China kan de VS rentes aanjagen maar doet het land dat ook? (Deel 2)
14 mei 2018
In deel I van dit tweeluik heb ik stilgestaan bij de vraag hoe groot de kans is dat China de yuan zal inzetten als wapen in de handelsruzie met de VS. Ik heb betoogd dat de kans dat China dat zal doen in mijn ogen klein is. Een andere mogelijkheid de VS hard te raken zou zijn door te stoppen met het opkopen van de Amerikaanse staatsobligaties en/of het schatkistpapier van de VS dat China al in bezit heeft, te gaan verkopen. Dat zou namelijk de Amerikaanse rentes behoorlijk kunnen opstuwen. Hoe groot is de kans dat Beijing dit wapen zal inzetten?
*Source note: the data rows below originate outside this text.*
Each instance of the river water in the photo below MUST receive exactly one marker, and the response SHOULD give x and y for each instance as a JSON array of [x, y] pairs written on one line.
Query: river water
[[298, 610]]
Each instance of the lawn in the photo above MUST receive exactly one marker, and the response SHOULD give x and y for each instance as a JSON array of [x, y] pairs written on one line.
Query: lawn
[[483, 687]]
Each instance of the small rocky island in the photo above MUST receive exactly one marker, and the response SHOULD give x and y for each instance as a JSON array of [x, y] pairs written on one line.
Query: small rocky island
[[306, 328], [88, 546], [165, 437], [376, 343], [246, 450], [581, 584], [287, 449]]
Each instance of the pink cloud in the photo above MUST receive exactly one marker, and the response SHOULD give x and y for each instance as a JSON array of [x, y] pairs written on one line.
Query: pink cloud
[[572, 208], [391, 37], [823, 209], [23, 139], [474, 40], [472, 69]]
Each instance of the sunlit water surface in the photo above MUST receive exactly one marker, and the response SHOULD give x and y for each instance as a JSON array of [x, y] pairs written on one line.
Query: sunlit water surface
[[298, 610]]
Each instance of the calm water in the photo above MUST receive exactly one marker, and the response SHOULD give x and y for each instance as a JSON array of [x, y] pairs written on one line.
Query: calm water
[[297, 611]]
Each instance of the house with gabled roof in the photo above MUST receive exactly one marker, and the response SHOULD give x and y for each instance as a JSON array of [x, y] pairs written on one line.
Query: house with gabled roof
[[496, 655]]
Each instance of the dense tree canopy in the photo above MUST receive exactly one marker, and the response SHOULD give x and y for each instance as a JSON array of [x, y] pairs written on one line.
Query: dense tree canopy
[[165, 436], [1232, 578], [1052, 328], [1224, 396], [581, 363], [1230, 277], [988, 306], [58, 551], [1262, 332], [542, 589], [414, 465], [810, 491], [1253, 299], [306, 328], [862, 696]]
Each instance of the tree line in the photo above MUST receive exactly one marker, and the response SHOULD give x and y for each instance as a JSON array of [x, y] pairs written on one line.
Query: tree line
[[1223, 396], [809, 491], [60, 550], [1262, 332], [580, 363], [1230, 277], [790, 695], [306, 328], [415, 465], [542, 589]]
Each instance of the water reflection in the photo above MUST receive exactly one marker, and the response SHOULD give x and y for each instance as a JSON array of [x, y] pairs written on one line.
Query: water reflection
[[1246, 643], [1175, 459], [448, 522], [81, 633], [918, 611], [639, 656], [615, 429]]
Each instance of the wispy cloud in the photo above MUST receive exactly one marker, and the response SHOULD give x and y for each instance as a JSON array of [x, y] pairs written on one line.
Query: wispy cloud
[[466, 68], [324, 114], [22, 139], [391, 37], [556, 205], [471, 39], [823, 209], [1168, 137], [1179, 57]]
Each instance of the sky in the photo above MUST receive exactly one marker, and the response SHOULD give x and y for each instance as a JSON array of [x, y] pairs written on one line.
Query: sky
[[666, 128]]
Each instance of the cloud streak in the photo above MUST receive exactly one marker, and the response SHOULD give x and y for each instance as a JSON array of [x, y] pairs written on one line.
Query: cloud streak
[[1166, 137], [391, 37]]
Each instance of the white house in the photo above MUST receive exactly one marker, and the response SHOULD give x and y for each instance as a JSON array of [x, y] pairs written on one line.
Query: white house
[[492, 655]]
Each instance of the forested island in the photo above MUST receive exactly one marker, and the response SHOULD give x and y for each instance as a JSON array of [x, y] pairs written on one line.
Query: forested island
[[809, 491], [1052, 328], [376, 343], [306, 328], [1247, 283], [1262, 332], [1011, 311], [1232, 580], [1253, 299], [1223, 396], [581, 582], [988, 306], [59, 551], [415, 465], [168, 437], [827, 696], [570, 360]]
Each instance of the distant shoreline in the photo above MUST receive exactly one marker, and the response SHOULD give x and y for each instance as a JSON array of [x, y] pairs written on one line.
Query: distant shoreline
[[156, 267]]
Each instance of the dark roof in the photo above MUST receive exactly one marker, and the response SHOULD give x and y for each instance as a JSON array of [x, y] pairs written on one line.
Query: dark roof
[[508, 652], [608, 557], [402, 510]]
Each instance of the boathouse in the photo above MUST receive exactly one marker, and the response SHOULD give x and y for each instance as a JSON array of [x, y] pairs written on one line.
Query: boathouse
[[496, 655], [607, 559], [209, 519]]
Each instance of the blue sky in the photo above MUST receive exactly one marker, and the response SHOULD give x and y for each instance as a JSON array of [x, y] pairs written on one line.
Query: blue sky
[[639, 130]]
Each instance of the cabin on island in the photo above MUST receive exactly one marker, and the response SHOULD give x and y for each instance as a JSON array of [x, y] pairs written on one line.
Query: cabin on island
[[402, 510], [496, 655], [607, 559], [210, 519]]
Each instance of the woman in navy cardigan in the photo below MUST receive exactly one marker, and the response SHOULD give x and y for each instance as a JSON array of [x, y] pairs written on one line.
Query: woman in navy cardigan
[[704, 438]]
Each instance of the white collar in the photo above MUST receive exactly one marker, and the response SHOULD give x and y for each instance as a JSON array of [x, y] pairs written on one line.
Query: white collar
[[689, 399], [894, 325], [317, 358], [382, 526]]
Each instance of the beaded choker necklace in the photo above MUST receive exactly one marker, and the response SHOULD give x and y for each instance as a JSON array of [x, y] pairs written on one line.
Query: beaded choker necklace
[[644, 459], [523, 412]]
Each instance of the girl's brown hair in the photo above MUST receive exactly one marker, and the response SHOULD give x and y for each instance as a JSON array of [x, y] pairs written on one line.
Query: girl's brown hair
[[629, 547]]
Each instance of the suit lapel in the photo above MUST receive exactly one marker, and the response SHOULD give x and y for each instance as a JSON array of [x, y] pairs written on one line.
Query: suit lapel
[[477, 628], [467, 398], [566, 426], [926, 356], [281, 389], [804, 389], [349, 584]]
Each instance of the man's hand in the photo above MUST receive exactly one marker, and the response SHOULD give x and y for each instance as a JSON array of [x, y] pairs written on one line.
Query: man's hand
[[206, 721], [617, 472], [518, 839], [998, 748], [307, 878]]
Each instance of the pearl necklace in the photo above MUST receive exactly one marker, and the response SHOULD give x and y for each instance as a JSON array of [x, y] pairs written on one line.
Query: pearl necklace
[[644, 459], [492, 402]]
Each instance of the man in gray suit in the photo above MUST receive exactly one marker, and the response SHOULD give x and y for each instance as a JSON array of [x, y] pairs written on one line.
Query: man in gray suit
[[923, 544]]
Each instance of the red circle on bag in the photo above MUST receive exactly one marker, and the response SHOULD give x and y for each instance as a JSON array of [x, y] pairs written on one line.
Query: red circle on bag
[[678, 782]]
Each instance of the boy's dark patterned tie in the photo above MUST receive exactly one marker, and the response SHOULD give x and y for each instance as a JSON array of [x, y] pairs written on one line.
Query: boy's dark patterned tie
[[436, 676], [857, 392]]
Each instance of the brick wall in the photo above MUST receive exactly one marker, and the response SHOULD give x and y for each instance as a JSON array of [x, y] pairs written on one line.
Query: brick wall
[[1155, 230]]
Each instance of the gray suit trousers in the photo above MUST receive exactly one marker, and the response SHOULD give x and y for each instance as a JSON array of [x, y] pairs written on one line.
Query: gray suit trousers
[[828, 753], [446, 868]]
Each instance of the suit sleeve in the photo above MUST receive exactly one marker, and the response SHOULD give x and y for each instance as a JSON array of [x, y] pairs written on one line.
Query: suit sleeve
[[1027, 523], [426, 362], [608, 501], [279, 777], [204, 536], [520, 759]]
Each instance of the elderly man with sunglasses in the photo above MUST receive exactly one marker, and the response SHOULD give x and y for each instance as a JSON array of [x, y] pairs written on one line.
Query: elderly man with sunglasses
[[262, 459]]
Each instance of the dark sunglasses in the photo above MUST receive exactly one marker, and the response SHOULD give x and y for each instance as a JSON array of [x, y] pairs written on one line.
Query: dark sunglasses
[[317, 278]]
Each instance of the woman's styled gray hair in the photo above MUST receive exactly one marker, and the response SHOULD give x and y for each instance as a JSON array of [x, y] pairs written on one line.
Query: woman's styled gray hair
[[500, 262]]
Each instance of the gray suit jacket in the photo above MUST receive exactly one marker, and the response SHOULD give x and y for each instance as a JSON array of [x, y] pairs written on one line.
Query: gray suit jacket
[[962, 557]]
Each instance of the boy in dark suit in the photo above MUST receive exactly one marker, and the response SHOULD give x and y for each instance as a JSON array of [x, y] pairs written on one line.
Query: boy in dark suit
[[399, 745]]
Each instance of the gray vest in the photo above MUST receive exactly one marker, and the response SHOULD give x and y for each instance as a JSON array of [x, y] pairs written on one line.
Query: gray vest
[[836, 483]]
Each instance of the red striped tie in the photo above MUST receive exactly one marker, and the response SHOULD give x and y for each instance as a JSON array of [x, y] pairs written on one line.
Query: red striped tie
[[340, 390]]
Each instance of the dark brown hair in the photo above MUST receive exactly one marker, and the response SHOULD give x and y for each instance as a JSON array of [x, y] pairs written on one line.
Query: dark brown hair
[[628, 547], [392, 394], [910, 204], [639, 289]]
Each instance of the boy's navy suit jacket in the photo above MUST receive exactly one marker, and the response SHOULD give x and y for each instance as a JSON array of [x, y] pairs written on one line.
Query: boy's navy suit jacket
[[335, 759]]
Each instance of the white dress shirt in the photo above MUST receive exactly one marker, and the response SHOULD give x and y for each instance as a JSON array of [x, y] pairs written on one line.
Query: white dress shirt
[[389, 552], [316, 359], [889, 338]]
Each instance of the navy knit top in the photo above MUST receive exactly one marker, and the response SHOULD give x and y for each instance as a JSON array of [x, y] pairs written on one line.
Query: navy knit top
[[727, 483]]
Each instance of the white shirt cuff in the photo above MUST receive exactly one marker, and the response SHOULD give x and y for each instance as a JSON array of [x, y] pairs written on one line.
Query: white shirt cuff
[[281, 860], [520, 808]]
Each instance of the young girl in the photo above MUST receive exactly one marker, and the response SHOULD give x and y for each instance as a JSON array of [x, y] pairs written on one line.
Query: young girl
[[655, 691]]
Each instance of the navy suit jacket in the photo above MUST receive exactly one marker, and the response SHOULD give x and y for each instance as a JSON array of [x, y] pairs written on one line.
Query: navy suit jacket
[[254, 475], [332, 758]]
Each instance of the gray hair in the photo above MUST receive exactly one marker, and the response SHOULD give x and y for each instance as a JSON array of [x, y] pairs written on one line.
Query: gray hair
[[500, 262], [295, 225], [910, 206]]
Om meteen met de deur in huis te vallen: ook voor dit instrument geldt mijns inziens dat de kans dat Beijing dat zal inzetten in de ruzie met de VS, klein is. Dit om het volgende.
In de kern geldt dat China er niet voor kiest Amerikaanse staatsobligaties te kopen. Het land kan namelijk nauwelijks iets anders doen. China heeft een behoorlijk handelsoverschot, wat betekent dat het land meer spullen verkoopt aan de rest van de wereld dan dat het in andere landen koopt. Vorig jaar bedroeg het Chinese handelsoverschot circa 425 miljard dollar. Het leeuwendeel daarvan betrof het overschot in de onderlinge handel met de VS, namelijk 375 miljard dollar.
Als een land een handelsoverschot heeft, dan betekent dat niets anders dan dat het geld overhoudt aan zijn internationale handel. Bij een bedrijf zouden we dat winst noemen.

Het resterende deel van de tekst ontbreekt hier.